- Bengelsdorf c. 1936
- Born: Rosalind Bengelsdorf April 30, 1916 New York, N.Y.
- Died: February 10, 1979 (aged 62) New York, N.Y.
- Occupations: Art critic, painter, educator
- Spouse: Byron Browne (1907–1961)

= Rosalind Bengelsdorf =

American painter

Rosalind Bengelsdorf (April 30, 1916 – February 10, 1979) was an American painter, art critic and educator. She is also known as Rosalind Bengelsdorf Browne and as Rosalind Browne.

== Biography ==
Rosalind Bengelsdorf was born April 30, 1916, in New York, NY.

She studied at the Art Students League of New York as a teenager (1930–1934) with John Steuart Curry, Raphael Soyer, Anne Goldthwaite, and George Bridgman. In 1935 she joined the atelier of artist Hans Hofmann. She held a growing belief that the picture plane was a “living reality” of forms, energies, and colors. Because of this belief, Hofmann became a mentor to her for his dedication to painting as an independent object. Like Hofmann, she believed that “the shapes that compose the picture below to nothing else but the picture.” With his encouragement, she began to merge the idea that space is filled with “myriad, infinitesimal subdivisions” that changed into vibrating interplay of elements into her work. She felt that the abstract painter was observing the world and nature, tearing it apart, and putting it back together in a unique way.

In 1936, she began working as a WPA Federal Art Project muralist with Burgoyne Diller for the Central Nurses Home on Welfare Island. The mural, entitled Abstraction (now destroyed), balances simple geometric forms through position and color.

Bengelsdorf married the artist Byron Browne in 1940. The couple agreed there should be only “one painter in the family,” so Bengelsdorf stopped painting and pursued teaching and writing. She resumed painting after her husband's death in 1961.

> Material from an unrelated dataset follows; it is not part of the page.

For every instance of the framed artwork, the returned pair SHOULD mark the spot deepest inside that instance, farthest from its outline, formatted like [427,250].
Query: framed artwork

A founding member of the American Abstract Artists, Bengelsdorf championed the cause of abstract art throughout her career. Rosalind Bengelsdorf gives an account of the founding of American Abstract Artists as a "small group of abstract artists who met at Ibram Lassaw's studio at 232 Wooster Street, New York, early in 1936. The gathering consisted roughly of Byron Browne, Gertrude and Balcomb Greene, Harry Holtzman, George McNeil, Albert Swiden, Lassaw, Burgoyne Diller, and myself. It was on this occasion we decided to form a cooperative exhibition society. Therefore this association became the first actual meeting of the American Abstract Artists, and we were, in fact, its founders."

==Collections==
The Rosalind Bengelsdorf Browne papers and a 1968 oral history interview are located at the Archives of American Art. Her work is included in the collections of the Whitney Museum of American Art, the Metropolitan Museum of Art, New York, the National Gallery of Art, Washington, the Museum of Modern Art, New York and the Smithsonian American Art Museum.